Since the bandwidth in the small signal frequency response characteristic of the semiconductor laser module is inversely proportional to the inductance value, the inductance is reduced as in the present embodiment, so that the conventional 3 dB bandwidth is 25 GHz. On the other hand, the bandwidth is improved to 28 GHz, and the band can be widened. Further, since there is no wire bonding near the photodiode, workability can be improved.

In the above example, the semiconductor laser 1 is used as an optical element. However, an optical element module can be formed by using an optical element such as an external modulator chip.

[0031]

According to the present invention, there are provided a first substrate for mounting and fixing an optical element such as a semiconductor laser or an external modulator chip disposed in a package, and a second substrate for forming external terminals. By forming a coplanar line in the signal input / output portions of the first and second substrates to form the optical element module, the parasitic inductance on the input signal propagation path can be reduced, and the bandwidth of the optical element module is improved. Broadband.

[Brief description of the drawings]

FIG. 1 is a plan view showing a configuration of an optical element module according to the present invention.

2A and 2B show a flexible wiring board used for the optical element module of the present invention, wherein FIG. 2A is a plan view and FIG. 2B is an end view.

FIG. 3 is a sectional view of a microstrip line substrate.

FIG. 4 is a sectional view of a coplanar waveguide substrate.

FIG. 5 is an equivalent circuit diagram simply showing a signal propagation path of the optical element module of the present invention.

FIG. 6 is a plan view illustrating a configuration of a conventional optical element module.
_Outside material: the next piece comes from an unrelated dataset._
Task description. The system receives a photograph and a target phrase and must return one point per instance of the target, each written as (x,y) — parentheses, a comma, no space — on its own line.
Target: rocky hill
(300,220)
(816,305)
FIG. 7 is an equivalent circuit diagram simply showing a signal propagation path of a conventional optical element module.

[Explanation of symbols]

 1: Semiconductor laser 2: First substrate 3: Coplanar line 4: Thin film resistor 5: Carrier 6: Package 7: Modulation signal 8: Second substrate 9: Coplanar line 10: Flexible wiring board 11: Copper foil 12: Insulation Body 13: Lens 14: Optical fiber 15: Photodiode

Claims (4)

[Claims] 1. An optical element module comprising an optical element such as a semiconductor laser or an external modulator chip in a package and an optical fiber for inputting / outputting an optical signal to / from the optical element, wherein the optical element is mounted and fixed. An optical element module, comprising: a first substrate that forms an external terminal; and a second substrate that forms an external terminal, wherein a coplanar line is formed in an electric signal input / output portion of the first and second substrates. 2. The optical element module according to claim 1, wherein the coplanar lines of the first substrate and the second substrate are connected by a flexible wiring board. 3. The optical element module according to claim 2, wherein said flexible wiring board forms a coplanar line. 4. The optical element module according to claim 1, wherein a thin film resistor for impedance matching is formed in the input signal propagation path of the coplanar line on the first substrate.